Little girl riding a bike

Five-year-old Katie Tortorice of Carmel, Ind., figures out all her parents' tricks for getting her to take medicine. "Now she refuses to drink her milk," said Kelly Tortorice, Katie's mother. "She's figured out that we've been hiding her medicine in there."

The medicine that Katie so skillfully tries to avoid means the difference between a once-devastating and crippling disease and a simple nuisance disease - juvenile rheumatoid arthritis (JRA). Today, if treated properly with medications and physical therapy, children with JRA are expected to recover completely without any of the deformities and loss of function that afflicted these patients until recently.
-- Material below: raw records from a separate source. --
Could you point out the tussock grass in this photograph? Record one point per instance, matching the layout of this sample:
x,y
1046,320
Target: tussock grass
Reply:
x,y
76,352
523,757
Two-and-a-half years ago, the Tortorice family visited the pediatrician because Katie developed a mysterious high fever and a swollen ankle. They were referred to the department of orthopedics at Riley Hospital for Children. Once doctors ruled out orthopedic conditions, the Tortorices met Dr. Susan Ballinger, who at that time was one of only three pediatric rheumatologists in Indiana.
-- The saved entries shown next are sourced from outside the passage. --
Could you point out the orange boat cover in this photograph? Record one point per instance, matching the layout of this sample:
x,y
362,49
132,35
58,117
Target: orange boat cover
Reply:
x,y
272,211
Dr. Ballinger diagnosed Katie with polyarticular JRA. A disease that affects approximately 1,500 Hoosier children, JRA causes inflamed, swollen joints that are often stiff and painful. The peak onset age is 2 to 3 years old, and the condition tends to be more prevalent in girls.

The three types of JRA differ primarily by the number of joints affected. Pauciarticular JRA - the most common form - affects up to four joints. Polyarticular JRA affects more than four joints. Systemic JRA manifests itself with whole-body symptoms, high fever spikes, generalized pain all over the body and, occasionally, a rash. Systemic JRA is the most serious but least common form.
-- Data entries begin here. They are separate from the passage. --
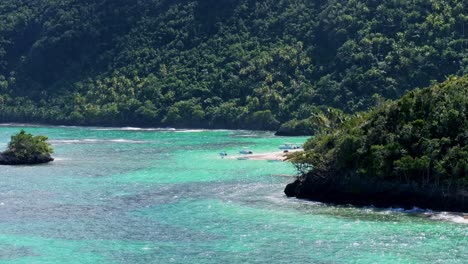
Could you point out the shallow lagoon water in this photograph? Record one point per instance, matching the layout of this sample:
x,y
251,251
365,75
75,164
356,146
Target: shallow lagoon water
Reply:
x,y
150,196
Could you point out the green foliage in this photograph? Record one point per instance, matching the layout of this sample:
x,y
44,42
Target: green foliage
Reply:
x,y
220,63
420,139
24,145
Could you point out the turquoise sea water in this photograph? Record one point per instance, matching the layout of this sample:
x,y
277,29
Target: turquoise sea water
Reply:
x,y
148,196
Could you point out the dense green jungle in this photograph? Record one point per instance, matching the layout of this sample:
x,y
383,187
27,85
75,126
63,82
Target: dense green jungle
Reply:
x,y
413,151
221,64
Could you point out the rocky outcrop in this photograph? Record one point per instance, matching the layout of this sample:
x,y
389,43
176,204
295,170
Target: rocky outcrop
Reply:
x,y
380,194
8,159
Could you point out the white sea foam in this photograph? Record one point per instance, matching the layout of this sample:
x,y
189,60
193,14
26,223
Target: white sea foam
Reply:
x,y
133,129
450,217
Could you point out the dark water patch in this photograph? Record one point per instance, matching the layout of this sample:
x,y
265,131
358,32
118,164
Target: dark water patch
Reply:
x,y
11,252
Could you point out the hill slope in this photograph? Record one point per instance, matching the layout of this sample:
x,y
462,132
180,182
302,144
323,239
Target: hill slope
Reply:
x,y
411,152
230,63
"Most children outgrow JRA," said Dr. Suzanne Bowyer, director of Riley's section of pediatric rheumatology. "If left untreated, when the child outgrows the disease he or she is left with contractures and permanent joint damage or muscle loss. The good news is most cases are successfully treated through medication combined with proper therapy." Dozens of different types of arthritis can affect children. At times, it is difficult to distinguish between these joint problems. For this reason, JRA often is difficult to diagnose.

"Seventy-five percent of the new patients we see do not have JRA. In most cases, they may have easily treatable muscular-skeletal conditions," said Dr. Bowyer. "When the diagnosis is something like JRA, Riley takes a holistic approach to treating children and families through the combined efforts of social workers, physical/occupational therapists, doctors and nurses."

The Tortorice family visits Riley every three months. "We've been so lucky. You'd never know that Katie has arthritis," said Tortorice. "We've always known about Riley Hospital but never thought we'd need it. Now we're so thankful that Riley is nearby. And Katie loves Dr. Ballinger."

Following the philosophy that children aren't small adults, Rile's pediatric rheumatologists know the outcome of the disease and its treatment options differ from adult arthritis sufferers. These pediatric specialists are experienced in anticipating both physical and social problems with their growing patients, and helping families cope. "I'm a pediatrician first and foremost," said Dr. Ballinger. "I know what a normal kid is like. I expect a kid to be a kid."

With new drugs and more aggressive treatments, fewer and fewer children come through JRA with permanent or temporary disability. This once crippling condition has been rendered a nearly silent disease.